Başımı telefondan kaldırdığımda karşı masaya oturmuş olan Melis ile karşılaştım. Yanında Oğuz da vardı. İkisi gülümseyerek bana bakarken zorlanarak gülümsedim. Geçen günlerde dudağım patlamıştı. Arif'in yaptığı pansuman işe yaramış olsa da ardından tekrar dövülmüştüm ve bu sefer kimse bana pansuman yapmamıştı.
"Merhaba, pek konuşamıyorum. Kusura bakmayın."
"Dudağına ne oldu?"
"Ah, o mu? Sadece bir sıyrık."
Melis inanmayan gözler ile bana bakarken "Peki." Dedi. Ardından Oğuz "Sen burada ne yapıyorsun?" Dedi.
"Abim için geldim." O sırada arka kapıdan çıkmakta olan abim ile göz göze geldim. Bana gülümsedi ve elindeki kahveyi yan masada oturan müşterilerden birine götürdü.
"Yasin abi mi?" Dedi Oğuz şaşırarak.
"Evet, tanıyor musun?"
"Evet, elbette. Uzun süredir buraya geliyorum ve her seferinde onu görüyorum."
Abim yanıma geldiğinde "Selam Oğuz. Nasılsın?" Dedi. Yanımdaki sandalyeye oturdu ve kolunu omzuma attı.
"İyiyiz abi, sen nasılsın?" Dedi Oğuz ve karşımdaki sandalyeye oturdu.
Melis de Oğuz'un yanına oturdu ve üçü konuşmaya başladı. Ben daha çok konuştuklarını dinledim ve bana sordukları sorulara cevap verdim.

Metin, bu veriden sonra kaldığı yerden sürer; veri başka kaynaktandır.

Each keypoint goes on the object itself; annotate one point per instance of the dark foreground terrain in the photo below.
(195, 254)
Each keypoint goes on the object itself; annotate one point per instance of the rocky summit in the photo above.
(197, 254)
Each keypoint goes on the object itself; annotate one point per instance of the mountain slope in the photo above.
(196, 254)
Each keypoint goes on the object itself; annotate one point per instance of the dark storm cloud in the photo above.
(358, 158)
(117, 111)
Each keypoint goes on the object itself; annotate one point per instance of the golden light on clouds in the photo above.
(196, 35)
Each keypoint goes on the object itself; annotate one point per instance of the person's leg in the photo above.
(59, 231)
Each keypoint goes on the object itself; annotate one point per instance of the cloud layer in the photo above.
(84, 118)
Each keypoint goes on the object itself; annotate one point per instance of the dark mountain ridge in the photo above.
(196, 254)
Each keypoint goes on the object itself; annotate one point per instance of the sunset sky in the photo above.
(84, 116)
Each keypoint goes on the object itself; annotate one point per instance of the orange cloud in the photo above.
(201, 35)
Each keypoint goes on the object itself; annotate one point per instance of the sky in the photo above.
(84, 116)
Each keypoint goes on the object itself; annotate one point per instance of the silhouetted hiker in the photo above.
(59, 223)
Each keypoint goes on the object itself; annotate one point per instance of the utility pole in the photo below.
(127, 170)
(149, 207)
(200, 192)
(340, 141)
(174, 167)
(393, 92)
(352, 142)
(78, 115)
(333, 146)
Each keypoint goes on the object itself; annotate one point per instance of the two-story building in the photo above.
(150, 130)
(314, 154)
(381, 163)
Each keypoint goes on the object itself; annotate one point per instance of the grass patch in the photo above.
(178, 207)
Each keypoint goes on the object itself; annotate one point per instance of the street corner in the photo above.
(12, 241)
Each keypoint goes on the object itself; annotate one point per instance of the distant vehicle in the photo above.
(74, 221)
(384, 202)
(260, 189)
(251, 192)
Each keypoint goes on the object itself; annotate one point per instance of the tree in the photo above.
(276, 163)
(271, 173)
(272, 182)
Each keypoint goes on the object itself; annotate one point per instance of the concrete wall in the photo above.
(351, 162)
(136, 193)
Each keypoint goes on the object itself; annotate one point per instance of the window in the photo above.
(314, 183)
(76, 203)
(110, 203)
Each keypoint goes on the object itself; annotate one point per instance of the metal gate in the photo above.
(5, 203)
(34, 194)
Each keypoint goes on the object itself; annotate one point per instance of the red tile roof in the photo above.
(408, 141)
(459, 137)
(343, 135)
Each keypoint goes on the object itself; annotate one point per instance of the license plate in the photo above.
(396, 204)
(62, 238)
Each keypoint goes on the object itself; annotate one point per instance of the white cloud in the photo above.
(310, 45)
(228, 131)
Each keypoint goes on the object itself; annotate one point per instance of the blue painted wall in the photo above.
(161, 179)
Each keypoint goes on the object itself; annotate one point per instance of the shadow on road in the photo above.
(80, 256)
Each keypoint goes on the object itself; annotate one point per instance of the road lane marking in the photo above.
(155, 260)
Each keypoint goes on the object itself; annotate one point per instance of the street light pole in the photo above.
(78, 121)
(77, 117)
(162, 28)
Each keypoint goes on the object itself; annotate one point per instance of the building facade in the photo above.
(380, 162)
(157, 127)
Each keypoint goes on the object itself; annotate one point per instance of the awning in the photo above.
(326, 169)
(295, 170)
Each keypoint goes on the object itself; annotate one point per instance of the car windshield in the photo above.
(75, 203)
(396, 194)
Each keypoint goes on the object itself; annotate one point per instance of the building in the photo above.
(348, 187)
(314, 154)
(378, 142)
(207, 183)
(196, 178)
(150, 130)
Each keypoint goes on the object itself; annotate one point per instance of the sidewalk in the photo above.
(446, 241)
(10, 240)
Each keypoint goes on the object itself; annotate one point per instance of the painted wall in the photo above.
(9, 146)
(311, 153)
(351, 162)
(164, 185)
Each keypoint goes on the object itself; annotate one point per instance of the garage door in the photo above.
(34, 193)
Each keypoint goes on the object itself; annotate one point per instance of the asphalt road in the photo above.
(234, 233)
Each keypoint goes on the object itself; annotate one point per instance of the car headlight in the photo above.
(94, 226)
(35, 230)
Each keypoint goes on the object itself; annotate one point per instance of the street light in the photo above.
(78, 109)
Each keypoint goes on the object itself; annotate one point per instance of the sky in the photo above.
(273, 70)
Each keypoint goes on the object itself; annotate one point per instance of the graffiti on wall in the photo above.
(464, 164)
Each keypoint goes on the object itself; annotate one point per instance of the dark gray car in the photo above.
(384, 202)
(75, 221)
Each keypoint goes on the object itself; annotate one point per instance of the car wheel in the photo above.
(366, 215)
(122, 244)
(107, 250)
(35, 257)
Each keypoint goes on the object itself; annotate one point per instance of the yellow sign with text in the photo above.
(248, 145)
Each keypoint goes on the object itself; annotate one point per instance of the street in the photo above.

Aklım daha çok bir hafta önce olanlarda kalmıştı. Arif ile aylar sonra tekrar görüşmüştük ve tek yaptığımız şey sessizce oturmaktı. Belki de onunla olan arkadaşlığımı bu yüzden seviyordum. İkimizde konuşmayı sevmiyorduk. Sessizlik ile anlaşıyorduk. Belki çok eski dostlar değildik ama beni girdiğim her çukurdan o kurtarmıştı.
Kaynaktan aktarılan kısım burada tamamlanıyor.